22 May: 350 Aotearoa says the government’s budget “is a backwards, scorched-earth Budget that attacks Te Tiriti, trashes climate action, and rips funding from communities who need it most.” Not one of the government’s 33 budget media releases mentions climate change.  It’s not even mentioned in the budget summary!

350 Aotearoa Co-Director Alva Feldmeier says, “This government has once again demonstrated that they do not understand that climate action isn’t charity, it’s basic infrastructure that saves lives, cleans our air, and creates jobs that can be relied on for decades to come. Refusing to invest in climate safety isn’t frugality, it’s gambling with our future.”

The Budget:

    • Cuts $56 million that was earmarked to decarbonise the bus fleet
    • Slashed international climate finance by half, despite a global push to scale it up
    • Diverted $200 million toward gas exploration, directly fuelling the climate crisis
    • Decreased funding for the independent climate commission (again!)
    • Fails to invest in a just transition for communities shifting away from fossil fuels

350 Aotearoa also says the Budget undermines Te Tiriti by:

    • No new funding for the Māori Health Authority — or any alternative.
    • Ongoing neglect of Treaty settlement commitments.
    • $375 million slashed from Kāhui Ako education funding — a model rooted in Te Tiriti and collaboration.

“This government is choosing to throw away $200m into a gas subsidy, which we know will become a stranded asset.
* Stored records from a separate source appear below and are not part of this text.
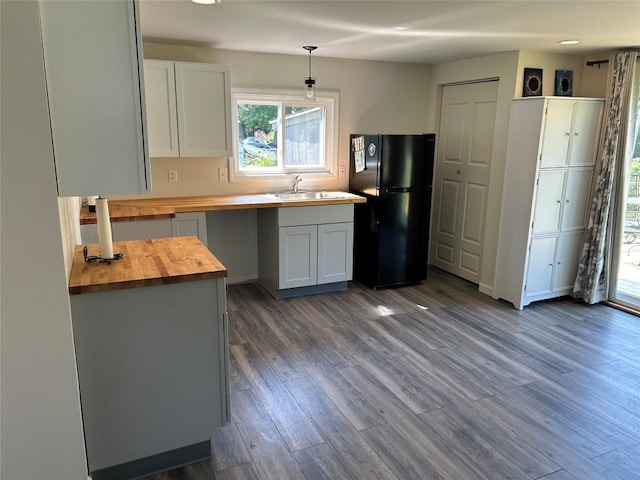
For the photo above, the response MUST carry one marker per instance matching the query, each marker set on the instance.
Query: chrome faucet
(296, 182)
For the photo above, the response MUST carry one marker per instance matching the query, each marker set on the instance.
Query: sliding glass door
(626, 271)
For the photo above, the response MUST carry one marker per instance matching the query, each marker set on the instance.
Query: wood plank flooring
(434, 381)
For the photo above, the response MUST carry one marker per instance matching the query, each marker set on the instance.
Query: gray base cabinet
(152, 369)
(305, 248)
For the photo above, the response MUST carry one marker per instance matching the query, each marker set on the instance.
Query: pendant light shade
(310, 82)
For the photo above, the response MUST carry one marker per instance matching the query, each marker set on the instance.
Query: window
(278, 132)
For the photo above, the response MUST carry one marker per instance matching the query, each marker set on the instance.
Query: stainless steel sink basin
(307, 195)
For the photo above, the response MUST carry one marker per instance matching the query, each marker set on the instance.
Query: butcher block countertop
(145, 263)
(155, 208)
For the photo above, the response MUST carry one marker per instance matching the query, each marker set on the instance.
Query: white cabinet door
(576, 198)
(204, 109)
(548, 202)
(586, 127)
(191, 223)
(568, 253)
(94, 74)
(540, 266)
(298, 256)
(162, 118)
(335, 252)
(557, 134)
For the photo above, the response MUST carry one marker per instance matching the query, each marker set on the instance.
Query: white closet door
(548, 202)
(461, 183)
(557, 134)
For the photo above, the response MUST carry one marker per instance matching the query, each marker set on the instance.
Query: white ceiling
(434, 31)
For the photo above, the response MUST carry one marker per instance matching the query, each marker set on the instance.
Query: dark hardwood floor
(434, 381)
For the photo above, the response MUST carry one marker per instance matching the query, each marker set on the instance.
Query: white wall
(509, 69)
(375, 97)
(41, 427)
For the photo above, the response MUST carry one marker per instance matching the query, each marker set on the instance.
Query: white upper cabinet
(160, 91)
(188, 109)
(93, 64)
They’re choosing to defund the independent climate commission.  But what’s most alarming about this Budget is what it leaves out,” says Feldmeier. “There’s no plan for climate action, no mention of the climate crisis –  just silence where leadership should be.”

“The government may be happy accepting a dystopian vision of climate chaos and austerity – but we most certainly do not”, says Feldmeier.  “We know that investing in people and the planet works. Climate action creates jobs. Māori-led solutions build resilience. Community energy, clean transport, and Tiriti-based governance are the path to real security, not $200m gas subsidies and budget cuts. This Budget is a political choice – and we’re choosing to fight back.”